Unfortunately, no one on that side of the argument has found the time to answer my question as to how much my taxes will increase as the result of everything else that we must face in the next few years, but I won't belabor that point here.

Instead, I would point out that out of the 316 properties currently listed for sale on the Howard Hanna website, 153 (or 48%!!) of them have an asking price north of $220,000. So in effect, a perceived plus used most often by the new school advocates does not even apply to nearly one half of our housing stock currently on the market.

May 26, 2010 10:58 AM  
Anonymous Anonymous said...

David F:
Head on over to lebocitizens.com.
On the home page there is a graph that shows a fairly typical Lebo home and what effect the "districts own" millage numbers will have over the next few years.
There is also a formula for figuring out your own home.
It doesn't answer all you taxing questions... but its better than the $18/month argument.
Dean Spahr

May 26, 2010 1:11 PM  
Anonymous Anonymous said...

Dave F.
Don't hold your breath about that side of the argument finding time to answer your questions.
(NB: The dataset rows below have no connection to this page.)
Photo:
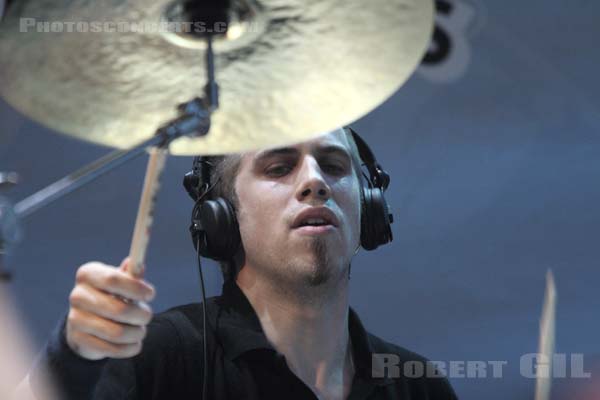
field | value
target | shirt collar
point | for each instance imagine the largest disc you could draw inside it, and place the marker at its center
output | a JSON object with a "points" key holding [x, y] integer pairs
{"points": [[239, 330]]}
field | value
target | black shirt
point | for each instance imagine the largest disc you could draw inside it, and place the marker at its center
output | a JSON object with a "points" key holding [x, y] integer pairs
{"points": [[243, 364]]}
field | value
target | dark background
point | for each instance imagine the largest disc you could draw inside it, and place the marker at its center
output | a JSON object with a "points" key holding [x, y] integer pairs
{"points": [[494, 151]]}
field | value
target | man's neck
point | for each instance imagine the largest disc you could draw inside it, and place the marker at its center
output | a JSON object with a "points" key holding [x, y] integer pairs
{"points": [[313, 336]]}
They spend too much time saying we don't know the facts. Yet, what facts do they offer? What documentation do they have to dispute what we say? None. Go to their website to read the "fast facts." I see no fast facts or even slow facts. It hasn't been updated since its inception. Go to lebocitizens.com and there are recordings of actual meetings, links to transcripts, Mt. Lebanon’s Comprehensive Plan, a handy dandy formula for figuring out when you won’t be able to afford YOUR taxes, links to many newspaper articles, TV coverage, and a publication from the PA Department of Education where Mt. Lebanon is recognized as an example of restoring and reusing older buildings. The PDE says that our district has not needed new schools to attain educational excellence. But what do they know? There is even a link to the architect’s website where Oakland Catholic High School came in at under $156/sq ft. Ours is coming in at $215/sq ft. Dave, I hesitate to mention any of this since we don’t know the facts. Maybe there is still time to be enlightened by the other side. Even better, maybe it should be coming from the school board directors. They are the ones calling the shots, not us. And if anyone is interested, while on lebocitizens.com, sign the petition asking to cap the high school renovation at $75 million. I can hear them saying, “There is no such plan.” Maybe it is time to come up with one, before there are more people in the same boat as me.
Elaine Gillen

May 26, 2010 2:23 PM  
Anonymous John Kendrick said...

I think that any Mt. Lebanon resident over the age of 60 should receive a 100% school district tax abatement.

May 27, 2010 9:01 AM  
Anonymous Chris Musuneggi said...

I find it interesting that people keep pointing to home for sale as a problem. I looked in the Pittsburgh Business Times and in the last 3 weeks there were over 20 homes sold for more than 200k. The most expensive one was 1.1 million. So it does not seem that people looking to move here care about the increase. They have to have known it was coming it has been in the news for a year.

Also, today’s PG reports that Bethel Park is raising taxes this year too. The difference in taxes, from the school only, between a 100k house in Bethel and a 100k house in Lebo is $207/yr or $17.25/mo. We all have to decide if it is worth the extra $17.25/mo to live here instead of Bethel.

May 28, 2010 10:09 AM  
Anonymous David Huston said...

Chris, is the $1.1MM house assessed at that value?
In 2012, the year of the big PSERS employer contribution increase, the assessment chickens will come home to roost.